The sun sends out different types of radiation.

There's visible light we see as sunlight, infrared radiation we feel as heat, and ultraviolet (UV) radiation we can't see or feel. So even when the temperature is lower and/or skies are cloudy, skin-damaging UV radiation can still be high.

There are two types of UV radiation that affect our risk of developing skin cancer:

  • UVA can cause sunburn, DNA (cell) damage in the skin and skin cancer.
  • UVB causes skin damage and skin cancer – luckily ozone in the atmosphere stops most UVB from reaching the earth's surface.
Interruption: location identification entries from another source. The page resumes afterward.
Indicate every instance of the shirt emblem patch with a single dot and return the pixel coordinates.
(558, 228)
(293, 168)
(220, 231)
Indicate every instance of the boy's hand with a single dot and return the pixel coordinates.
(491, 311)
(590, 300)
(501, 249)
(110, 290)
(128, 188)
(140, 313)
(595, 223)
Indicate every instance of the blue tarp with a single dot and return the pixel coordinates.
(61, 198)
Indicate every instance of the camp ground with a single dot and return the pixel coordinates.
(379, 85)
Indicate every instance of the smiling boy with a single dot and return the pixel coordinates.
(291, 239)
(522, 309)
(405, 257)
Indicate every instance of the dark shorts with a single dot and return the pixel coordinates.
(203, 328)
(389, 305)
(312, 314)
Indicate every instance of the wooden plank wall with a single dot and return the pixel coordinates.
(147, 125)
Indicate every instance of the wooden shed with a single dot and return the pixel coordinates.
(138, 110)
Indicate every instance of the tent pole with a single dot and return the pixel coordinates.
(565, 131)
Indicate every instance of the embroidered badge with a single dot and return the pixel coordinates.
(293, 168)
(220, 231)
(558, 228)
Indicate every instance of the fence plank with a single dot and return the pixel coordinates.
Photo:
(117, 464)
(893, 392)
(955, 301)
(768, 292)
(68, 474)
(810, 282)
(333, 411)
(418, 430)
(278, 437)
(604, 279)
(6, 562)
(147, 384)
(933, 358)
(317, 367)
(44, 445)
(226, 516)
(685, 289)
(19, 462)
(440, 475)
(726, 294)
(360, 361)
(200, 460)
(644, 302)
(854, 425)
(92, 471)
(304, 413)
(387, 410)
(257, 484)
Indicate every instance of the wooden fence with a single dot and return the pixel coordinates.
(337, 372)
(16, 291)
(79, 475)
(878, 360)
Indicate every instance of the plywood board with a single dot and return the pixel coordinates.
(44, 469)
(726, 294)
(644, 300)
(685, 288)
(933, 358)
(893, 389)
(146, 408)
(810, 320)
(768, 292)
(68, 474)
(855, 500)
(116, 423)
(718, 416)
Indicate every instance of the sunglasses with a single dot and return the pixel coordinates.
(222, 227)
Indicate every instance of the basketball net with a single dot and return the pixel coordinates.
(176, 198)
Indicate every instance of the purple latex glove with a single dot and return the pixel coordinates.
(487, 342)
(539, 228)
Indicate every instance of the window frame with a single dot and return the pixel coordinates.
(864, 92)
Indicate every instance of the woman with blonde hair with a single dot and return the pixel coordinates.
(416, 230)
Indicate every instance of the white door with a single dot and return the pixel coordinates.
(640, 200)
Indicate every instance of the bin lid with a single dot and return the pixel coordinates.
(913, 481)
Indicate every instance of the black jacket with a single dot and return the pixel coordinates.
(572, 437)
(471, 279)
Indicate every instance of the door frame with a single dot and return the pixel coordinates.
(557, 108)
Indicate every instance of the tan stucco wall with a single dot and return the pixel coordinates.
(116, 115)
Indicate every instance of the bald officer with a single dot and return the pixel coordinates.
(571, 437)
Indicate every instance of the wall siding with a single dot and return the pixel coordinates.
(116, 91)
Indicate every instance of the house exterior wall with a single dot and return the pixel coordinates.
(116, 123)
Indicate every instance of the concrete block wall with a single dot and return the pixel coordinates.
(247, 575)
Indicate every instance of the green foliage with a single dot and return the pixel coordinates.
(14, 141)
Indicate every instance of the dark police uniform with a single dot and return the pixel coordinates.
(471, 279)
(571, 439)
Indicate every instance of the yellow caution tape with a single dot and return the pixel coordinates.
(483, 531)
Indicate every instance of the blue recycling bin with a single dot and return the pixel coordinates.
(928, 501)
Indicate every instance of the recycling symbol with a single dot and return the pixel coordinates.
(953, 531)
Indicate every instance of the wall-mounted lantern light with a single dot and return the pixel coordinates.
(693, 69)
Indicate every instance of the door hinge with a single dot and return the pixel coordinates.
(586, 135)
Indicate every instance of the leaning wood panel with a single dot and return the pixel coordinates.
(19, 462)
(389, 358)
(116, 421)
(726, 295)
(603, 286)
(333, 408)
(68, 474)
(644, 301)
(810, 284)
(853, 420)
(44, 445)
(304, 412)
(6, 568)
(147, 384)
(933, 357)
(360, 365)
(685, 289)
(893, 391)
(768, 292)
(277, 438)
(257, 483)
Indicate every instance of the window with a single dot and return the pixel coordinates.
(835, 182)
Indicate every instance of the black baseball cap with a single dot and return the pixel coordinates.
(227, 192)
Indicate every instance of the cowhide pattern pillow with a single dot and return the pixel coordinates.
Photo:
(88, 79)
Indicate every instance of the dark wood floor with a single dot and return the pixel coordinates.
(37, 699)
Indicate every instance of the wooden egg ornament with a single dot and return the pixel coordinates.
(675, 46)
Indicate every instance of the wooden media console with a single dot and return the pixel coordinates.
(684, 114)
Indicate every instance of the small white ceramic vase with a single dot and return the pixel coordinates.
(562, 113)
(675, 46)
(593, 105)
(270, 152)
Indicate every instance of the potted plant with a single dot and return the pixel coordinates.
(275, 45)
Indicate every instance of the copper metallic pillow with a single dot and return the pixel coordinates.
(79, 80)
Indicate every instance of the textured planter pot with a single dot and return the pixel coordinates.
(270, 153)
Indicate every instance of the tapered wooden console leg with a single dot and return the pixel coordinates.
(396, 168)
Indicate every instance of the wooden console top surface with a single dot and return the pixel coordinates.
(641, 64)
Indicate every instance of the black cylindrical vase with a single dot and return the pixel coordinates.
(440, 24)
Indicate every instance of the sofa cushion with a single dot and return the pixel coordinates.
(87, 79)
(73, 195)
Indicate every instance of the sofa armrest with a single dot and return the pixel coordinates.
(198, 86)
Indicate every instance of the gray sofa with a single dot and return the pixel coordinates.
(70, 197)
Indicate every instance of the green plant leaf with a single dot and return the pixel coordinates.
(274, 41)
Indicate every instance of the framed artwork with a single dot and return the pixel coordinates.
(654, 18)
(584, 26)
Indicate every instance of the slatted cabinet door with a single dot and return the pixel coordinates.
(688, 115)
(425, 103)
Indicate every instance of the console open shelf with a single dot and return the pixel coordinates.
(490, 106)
Factors affecting levels of UV radiation

Levels of UV radiation change throughout the day, month and year across New Zealand.

The total amount of UV radiation present is affected by:

  • proximity to the equator
  • time of day
  • time of year
  • cloud cover
  • altitude
  • scattering
  • reflection.

Visit NIWA’s website to discover more about UV radiation and ozone or to find today’s UV index reading. The Australian Radiation Protection and Nuclear Safety Agency also has useful UV information.

Know the sun protection times for your region

Sun Protection Alert

Developed by the Health Promotion Agency in association with MetService and NIWA, the Sun Protection Alert is available during daylight saving months. It provides the recommended times to be SunSmart each day for specific areas of New Zealand.

This is based on the UV index (UVI), where a UVI of greater than 10 is extreme and a UVI of less than 3 is low. 

You can add the Sun Protection Alert to your workplace’s website and intranet. It will display the UV reading for your selected region so your people know when they should be SunSmart.

The alert is specific to regions across the country and alert times can change in five-minute increments from one day to the next.

Available during daylight saving months, the Sun Protection Alert can be accessed through the Metservice website homepage and the SunSmart website. It may also be printed in your local daily newspaper.

UVNZ smartphone app

Another useful tool is the UVNZ app, developed in consultation with NIWA.

Using NIWA's UV forecasts, the app shows the current UV index level, its peak value, and its progression throughout the day. It means people - especially those with melanoma or sensitive skin - can make up-to-the-minute decisions about their time outdoors.

Particularly if your people spend a lot of time in the sun, consider encouraging them to download this free app.